M. Jean-Pierre Michel , rapporteur . - Quel que soit le mode d'engendrement d'un enfant, cet enfant doit pouvoir connaître son histoire.

M. Charles Revet . - Tout à fait.

M. Jean-Pierre Michel , rapporteur . - Nous avons entendu des professeurs de droit. Le témoignage du professeur Hauser m'a impressionné : le législateur doit avoir le courage de reconnaître les deux lignes de filiation, une filiation biologique et une filiation volontaire ou sociale,...

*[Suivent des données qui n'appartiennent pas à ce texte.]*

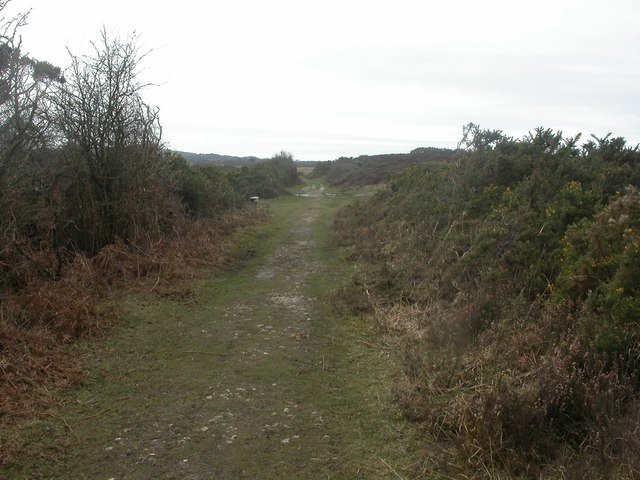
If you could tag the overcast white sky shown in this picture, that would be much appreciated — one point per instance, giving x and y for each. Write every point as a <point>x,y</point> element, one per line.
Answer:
<point>328,78</point>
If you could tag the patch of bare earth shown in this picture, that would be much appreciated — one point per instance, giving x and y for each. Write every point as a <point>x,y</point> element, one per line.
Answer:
<point>252,379</point>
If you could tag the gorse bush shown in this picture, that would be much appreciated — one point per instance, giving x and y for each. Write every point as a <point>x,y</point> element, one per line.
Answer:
<point>90,198</point>
<point>514,273</point>
<point>373,169</point>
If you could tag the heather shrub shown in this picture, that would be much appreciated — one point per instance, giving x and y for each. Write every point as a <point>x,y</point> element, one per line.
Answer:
<point>511,277</point>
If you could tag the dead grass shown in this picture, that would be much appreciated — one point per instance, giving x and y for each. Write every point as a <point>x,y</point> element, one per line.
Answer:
<point>41,319</point>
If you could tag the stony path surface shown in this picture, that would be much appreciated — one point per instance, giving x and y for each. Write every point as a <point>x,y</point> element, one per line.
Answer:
<point>248,376</point>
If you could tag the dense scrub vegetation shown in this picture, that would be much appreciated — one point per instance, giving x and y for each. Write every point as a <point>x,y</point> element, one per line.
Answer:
<point>89,198</point>
<point>513,276</point>
<point>374,169</point>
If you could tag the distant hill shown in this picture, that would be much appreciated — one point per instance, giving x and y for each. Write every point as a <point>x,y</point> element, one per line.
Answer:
<point>215,159</point>
<point>372,169</point>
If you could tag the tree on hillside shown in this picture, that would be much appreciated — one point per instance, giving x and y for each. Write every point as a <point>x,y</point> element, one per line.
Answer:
<point>112,141</point>
<point>25,130</point>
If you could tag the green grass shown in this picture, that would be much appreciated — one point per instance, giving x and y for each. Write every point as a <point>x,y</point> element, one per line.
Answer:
<point>190,380</point>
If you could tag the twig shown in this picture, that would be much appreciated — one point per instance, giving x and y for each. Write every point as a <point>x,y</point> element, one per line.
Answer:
<point>66,424</point>
<point>206,353</point>
<point>370,345</point>
<point>94,415</point>
<point>391,468</point>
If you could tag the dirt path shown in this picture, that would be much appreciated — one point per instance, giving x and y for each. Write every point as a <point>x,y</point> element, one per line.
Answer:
<point>246,376</point>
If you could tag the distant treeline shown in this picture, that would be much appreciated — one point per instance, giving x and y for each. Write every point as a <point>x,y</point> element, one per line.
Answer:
<point>373,169</point>
<point>513,277</point>
<point>90,197</point>
<point>220,160</point>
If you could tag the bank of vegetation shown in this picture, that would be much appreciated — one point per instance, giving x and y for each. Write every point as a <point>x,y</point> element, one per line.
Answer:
<point>512,278</point>
<point>90,199</point>
<point>347,172</point>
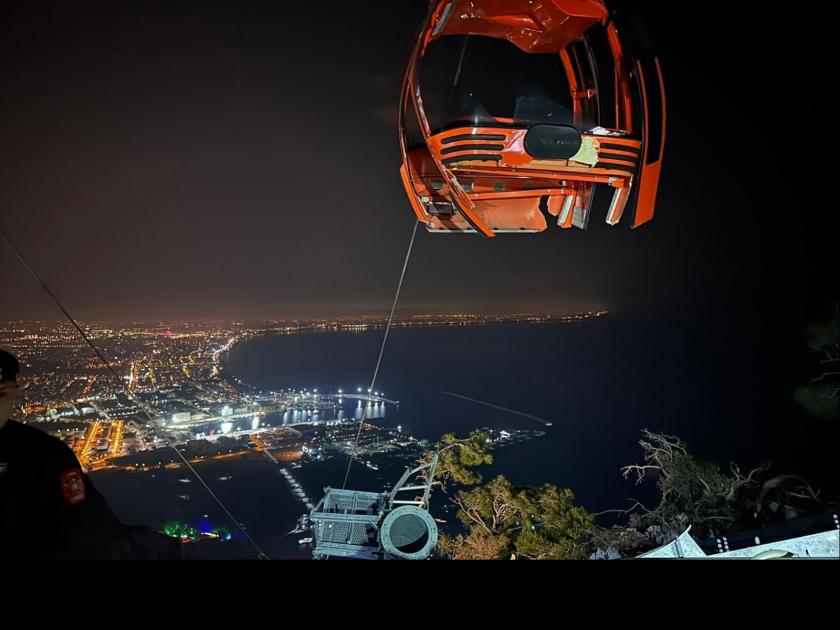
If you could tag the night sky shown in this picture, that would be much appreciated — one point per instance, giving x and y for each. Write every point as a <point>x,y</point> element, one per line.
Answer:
<point>165,160</point>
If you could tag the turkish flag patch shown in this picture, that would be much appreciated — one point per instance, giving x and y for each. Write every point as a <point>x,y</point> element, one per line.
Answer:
<point>73,486</point>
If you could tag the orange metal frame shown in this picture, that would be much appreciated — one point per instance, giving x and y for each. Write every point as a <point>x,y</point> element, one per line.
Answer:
<point>481,179</point>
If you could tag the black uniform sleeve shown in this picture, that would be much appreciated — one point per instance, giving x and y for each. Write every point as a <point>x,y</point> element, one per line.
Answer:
<point>77,523</point>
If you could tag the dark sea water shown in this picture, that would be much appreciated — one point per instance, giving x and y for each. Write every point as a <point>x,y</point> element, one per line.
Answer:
<point>599,382</point>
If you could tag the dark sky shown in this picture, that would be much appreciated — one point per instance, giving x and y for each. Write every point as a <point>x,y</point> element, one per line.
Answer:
<point>240,159</point>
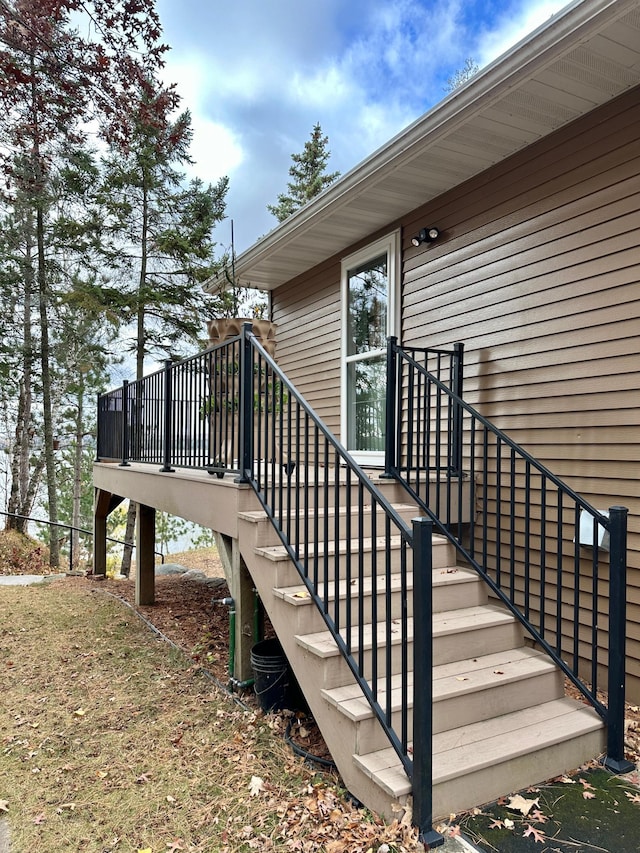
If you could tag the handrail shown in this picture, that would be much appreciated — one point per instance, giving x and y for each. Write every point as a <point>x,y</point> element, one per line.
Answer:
<point>231,409</point>
<point>71,528</point>
<point>319,501</point>
<point>530,534</point>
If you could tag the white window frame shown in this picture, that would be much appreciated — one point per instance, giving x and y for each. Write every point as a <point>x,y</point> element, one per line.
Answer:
<point>390,244</point>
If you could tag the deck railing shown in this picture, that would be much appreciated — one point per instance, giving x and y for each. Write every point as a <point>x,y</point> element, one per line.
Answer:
<point>231,409</point>
<point>558,563</point>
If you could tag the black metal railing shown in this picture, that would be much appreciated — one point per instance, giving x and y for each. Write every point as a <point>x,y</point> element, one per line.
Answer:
<point>186,414</point>
<point>231,409</point>
<point>355,555</point>
<point>539,546</point>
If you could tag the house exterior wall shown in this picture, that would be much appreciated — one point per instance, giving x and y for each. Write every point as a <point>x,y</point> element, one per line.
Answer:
<point>537,271</point>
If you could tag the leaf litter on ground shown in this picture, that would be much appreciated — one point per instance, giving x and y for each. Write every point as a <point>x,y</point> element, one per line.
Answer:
<point>160,759</point>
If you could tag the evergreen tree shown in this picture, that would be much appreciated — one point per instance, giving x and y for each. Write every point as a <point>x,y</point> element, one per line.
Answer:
<point>162,231</point>
<point>53,82</point>
<point>459,77</point>
<point>308,176</point>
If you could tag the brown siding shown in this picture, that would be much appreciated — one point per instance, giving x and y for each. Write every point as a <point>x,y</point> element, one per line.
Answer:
<point>537,273</point>
<point>307,312</point>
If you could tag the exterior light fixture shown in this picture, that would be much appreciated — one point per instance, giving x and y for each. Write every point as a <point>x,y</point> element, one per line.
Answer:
<point>425,235</point>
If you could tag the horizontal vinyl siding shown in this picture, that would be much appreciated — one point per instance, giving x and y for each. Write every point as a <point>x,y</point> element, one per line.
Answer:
<point>307,313</point>
<point>537,272</point>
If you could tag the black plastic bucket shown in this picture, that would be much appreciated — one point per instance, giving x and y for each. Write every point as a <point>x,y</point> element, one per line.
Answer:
<point>271,674</point>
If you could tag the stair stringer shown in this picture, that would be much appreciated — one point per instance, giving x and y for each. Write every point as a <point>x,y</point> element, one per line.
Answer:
<point>305,666</point>
<point>377,778</point>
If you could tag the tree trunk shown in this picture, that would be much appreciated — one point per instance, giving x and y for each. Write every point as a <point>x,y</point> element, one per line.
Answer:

Mme Hélène Poivey-Leclercq . -  ...élective !

M. Jean-Pierre Michel , rapporteur . - Cela implique des conséquences en chaîne, dont il faudra tenir compte.

Mme Carine Denoit-Benteux . - Nous sommes tous très demandeurs d'une réforme de la filiation. En particulier, la révocabilité de l'adoption simple n'a plus de sens.

M. Jean-Pierre Michel , rapporteur . - L'adoption plénière était faite pour les orphelins d'après-guerre. Il faut y revenir aussi. Un enfant qui vient du Vietnam, du Mali ou du Brésil, sait bien qu'il est différent de ses parents adoptifs. Je ne crois pas, comme l'a dit un psychanalyste que nous avons entendu, que l'adoption plénière soit une nouvelle naissance pour l'enfant.

Merci pour vos témoignages concrets.